AWS Step Functions has a low barrier to entry thence you can set up an initial graph in a couple of hours without any knowledge at the beginning. The service provides a friendly UI (from AWS console), where you can simply drag and drop tasks (steps) and make connections between them.

A typical execution graph (AWS Step Functions)

A common Step Function workflow consists of

AWS Glue (Spark) jobs
AWS Lambda functions
Sending messages through Amazon SQS
Additional service steps that organize data flow (such as conditional branching, lambda function parallelization, step functions failure handling, and step functions nesting — to execute another step function as a task of a main step function)

One typical example is represented in the image above. Every step is a call to an AWS service, that makes computations to process an incoming order.

Picture (and it happens more often than you might think), that a part of data processing is external. Such as, we call an external service, that executes a long-running job and we want to continue the workflow once, the job finishes. A real-world example: imagine, we work at a company, that advertises items on Meta and we want to update a product catalog to reflect changes on product cards in advertising. To trigger the update we use ProductCatalogBatch request and we should wait until the execution finishes with a given request_id (products are updated) — CheckBatchRequestStatus API.

The first thought that may come is to have 2 step functions: one to preprocess products and initiate the update and the second, that contains some postprocessing after we receive a product catalog completion signal. But from a workflow execution point of view, we split the whole execution into 2 parts, which complicates maintenance and observability, as the process is split between 2 step functions and we have to navigate to both of them to see the full execution.

There is a better alternative, that is supported natively by AWS Step Functions — a feature to pause a step function execution and resume it based on a completion event.

Note: I mentioned, that the external job is long-running on purpose. AWS Lambda functions as of now support up to 15 minutes execution time. Consequently, if we are confident, that the external process is short, then, we can get by using the lambda function only without utilizing the feature.

Pausing a Step Function execution

There is an official documentation (Wait for a Callback with the Task Token), that explains the concept with an example to implement it through UI. Still, we are missing a specific example of implementing it with code.

AWS Step Functions solves the declared problem of interacting with an external service by supporting several Service integration patterns. We are interested in the waitForTaskToken pattern.

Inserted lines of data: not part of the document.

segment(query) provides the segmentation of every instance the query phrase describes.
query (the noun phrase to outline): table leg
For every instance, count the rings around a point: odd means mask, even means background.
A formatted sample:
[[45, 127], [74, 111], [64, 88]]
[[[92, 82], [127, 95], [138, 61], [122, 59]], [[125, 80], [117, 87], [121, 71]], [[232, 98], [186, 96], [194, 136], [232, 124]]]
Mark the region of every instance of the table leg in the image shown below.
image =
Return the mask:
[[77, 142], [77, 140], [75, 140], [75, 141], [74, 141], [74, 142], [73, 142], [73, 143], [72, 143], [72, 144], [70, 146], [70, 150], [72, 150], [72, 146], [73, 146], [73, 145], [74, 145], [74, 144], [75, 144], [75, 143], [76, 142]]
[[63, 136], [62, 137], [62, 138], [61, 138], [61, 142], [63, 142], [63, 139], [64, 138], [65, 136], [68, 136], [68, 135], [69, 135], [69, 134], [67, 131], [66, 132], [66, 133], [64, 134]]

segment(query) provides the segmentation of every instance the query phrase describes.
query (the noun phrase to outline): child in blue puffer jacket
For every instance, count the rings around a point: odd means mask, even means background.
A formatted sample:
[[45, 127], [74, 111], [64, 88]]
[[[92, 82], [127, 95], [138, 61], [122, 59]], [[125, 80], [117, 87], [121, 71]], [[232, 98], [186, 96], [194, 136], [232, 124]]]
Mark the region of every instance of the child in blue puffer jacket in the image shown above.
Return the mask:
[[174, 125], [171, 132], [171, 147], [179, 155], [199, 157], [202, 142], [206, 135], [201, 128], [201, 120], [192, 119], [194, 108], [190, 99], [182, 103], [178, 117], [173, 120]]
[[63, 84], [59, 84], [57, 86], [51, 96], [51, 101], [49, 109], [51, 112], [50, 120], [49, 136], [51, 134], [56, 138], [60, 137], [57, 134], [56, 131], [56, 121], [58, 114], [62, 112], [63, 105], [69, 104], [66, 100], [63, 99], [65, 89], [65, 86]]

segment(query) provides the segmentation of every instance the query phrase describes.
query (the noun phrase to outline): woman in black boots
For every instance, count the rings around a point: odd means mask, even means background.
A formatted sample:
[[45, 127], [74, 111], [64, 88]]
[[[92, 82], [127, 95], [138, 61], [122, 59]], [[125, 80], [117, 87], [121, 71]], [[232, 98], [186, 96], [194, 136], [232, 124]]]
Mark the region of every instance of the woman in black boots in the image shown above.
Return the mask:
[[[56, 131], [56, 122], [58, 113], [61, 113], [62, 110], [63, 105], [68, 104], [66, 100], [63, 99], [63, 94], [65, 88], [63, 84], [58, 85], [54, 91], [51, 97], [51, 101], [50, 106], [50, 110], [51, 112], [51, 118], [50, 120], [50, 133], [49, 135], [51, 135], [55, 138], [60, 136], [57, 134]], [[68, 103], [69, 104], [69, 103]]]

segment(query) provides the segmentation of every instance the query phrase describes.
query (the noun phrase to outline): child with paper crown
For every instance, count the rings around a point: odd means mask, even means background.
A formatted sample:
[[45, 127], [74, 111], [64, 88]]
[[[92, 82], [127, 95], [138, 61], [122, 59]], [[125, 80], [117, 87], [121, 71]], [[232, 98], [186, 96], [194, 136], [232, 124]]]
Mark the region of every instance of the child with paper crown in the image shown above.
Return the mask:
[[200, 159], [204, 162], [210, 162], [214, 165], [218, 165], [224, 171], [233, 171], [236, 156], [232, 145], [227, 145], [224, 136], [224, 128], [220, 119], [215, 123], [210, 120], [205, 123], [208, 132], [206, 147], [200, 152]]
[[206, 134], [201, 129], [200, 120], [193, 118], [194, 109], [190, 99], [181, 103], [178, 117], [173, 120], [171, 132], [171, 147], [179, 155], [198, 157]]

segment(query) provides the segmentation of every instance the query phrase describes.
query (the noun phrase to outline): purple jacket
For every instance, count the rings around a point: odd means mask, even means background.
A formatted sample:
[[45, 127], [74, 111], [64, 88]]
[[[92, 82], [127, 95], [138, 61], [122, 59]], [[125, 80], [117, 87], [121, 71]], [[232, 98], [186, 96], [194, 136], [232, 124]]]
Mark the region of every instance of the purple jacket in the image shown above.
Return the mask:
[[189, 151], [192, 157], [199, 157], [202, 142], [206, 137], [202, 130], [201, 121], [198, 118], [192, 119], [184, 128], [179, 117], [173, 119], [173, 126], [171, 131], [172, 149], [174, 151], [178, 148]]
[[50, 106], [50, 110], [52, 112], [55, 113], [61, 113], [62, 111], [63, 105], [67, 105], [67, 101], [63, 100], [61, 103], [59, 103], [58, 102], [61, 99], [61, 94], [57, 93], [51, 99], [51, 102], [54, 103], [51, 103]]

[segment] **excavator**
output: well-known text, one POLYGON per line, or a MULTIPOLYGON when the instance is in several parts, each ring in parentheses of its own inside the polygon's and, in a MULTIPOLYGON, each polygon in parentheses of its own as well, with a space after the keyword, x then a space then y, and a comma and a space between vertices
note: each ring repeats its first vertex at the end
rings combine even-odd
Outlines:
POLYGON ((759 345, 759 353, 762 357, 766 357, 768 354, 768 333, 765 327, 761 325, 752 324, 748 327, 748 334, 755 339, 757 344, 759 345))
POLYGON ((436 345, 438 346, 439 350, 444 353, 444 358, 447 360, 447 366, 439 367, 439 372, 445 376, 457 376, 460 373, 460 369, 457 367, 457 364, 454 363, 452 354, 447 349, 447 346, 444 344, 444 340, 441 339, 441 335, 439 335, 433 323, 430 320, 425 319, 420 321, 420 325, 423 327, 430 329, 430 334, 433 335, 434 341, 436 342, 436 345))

In a nutshell, pause/resume actions happen through a token, that is passed forth and back:

A task, that suspends a step function execution (for example, a lambda function) specifies integrationPattern to be WAIT_FOR_TASK_TOKEN and specifies a taskToken field (AWS Step Functions has to know, which step function execution to resume, in case of several executions)
A Lambda function, that resumes the step function, should make a call to the send_task_success or send_task_failure providing the token to return control to the step function and resume the execution

In code, it would look like:

Pausing execution:

# AWS CDK, Typescript
new tasks.LambdaInvoke(this, stepName, {
  lambdaFunction: callAsyncServiceLambda,
  integrationPattern: sfn.IntegrationPattern.WAIT_FOR_TASK_TOKEN,
  payload: sfn.TaskInput.fromObject({
    taskToken: sfn.JsonPath.taskToken,
  }),
});

Callback:

# Assets, Python
def handler(event: dict, context: dict):
    # is_succeeded, token, message are defined
    sfn_client = boto3.client("stepfunctions")
    if is_succeeded:
        sfn_client.send_task_success(taskToken=token, output=message)
    else:
        sfn_client.send_task_failure(taskToken=token, error="Error message")

A minimal example (with code)

I favor building infrastructure as code using AWS CDK for maintainability and reproducibility over time. The example is written with:

typescript — for infrastructure
python — to implement lambda functions

A diagram is worth a thousand words, so, here is the schema of interactions between services:

The Step Function itself in AWS Console:

A pausable Step Function minimal example

The full code can be found in aws-pausable-step-function git repo.

We use dummy Pass steps to emulate work (transformations) before/after calling an external job
Then, we trigger a task, that pauses the step function execution (WAIT_FOR_TASK_TOKEN). From this point, our step function is suspended and AWS Step Functions service expects a send_task_{success/failure} call to resume the execution
To simplify the example, a long-running job simulation happens inside the lambda function (_execute_long_running_job), whereas, in reality, the _execute_long_running_job should make, for example, POST request to an external service to start a job, and the lambda function should finish the execution right away
To continue the step function execution, when the long-running job is done, an SNS message with the token should trigger the resume_sfn.py lambda function, which sends the signal (send_task_success/send_task_failure) back to AWS Step Functions

To play with code, I implemented 2 ways of SFN resuming, that is configurable through step function payload (README)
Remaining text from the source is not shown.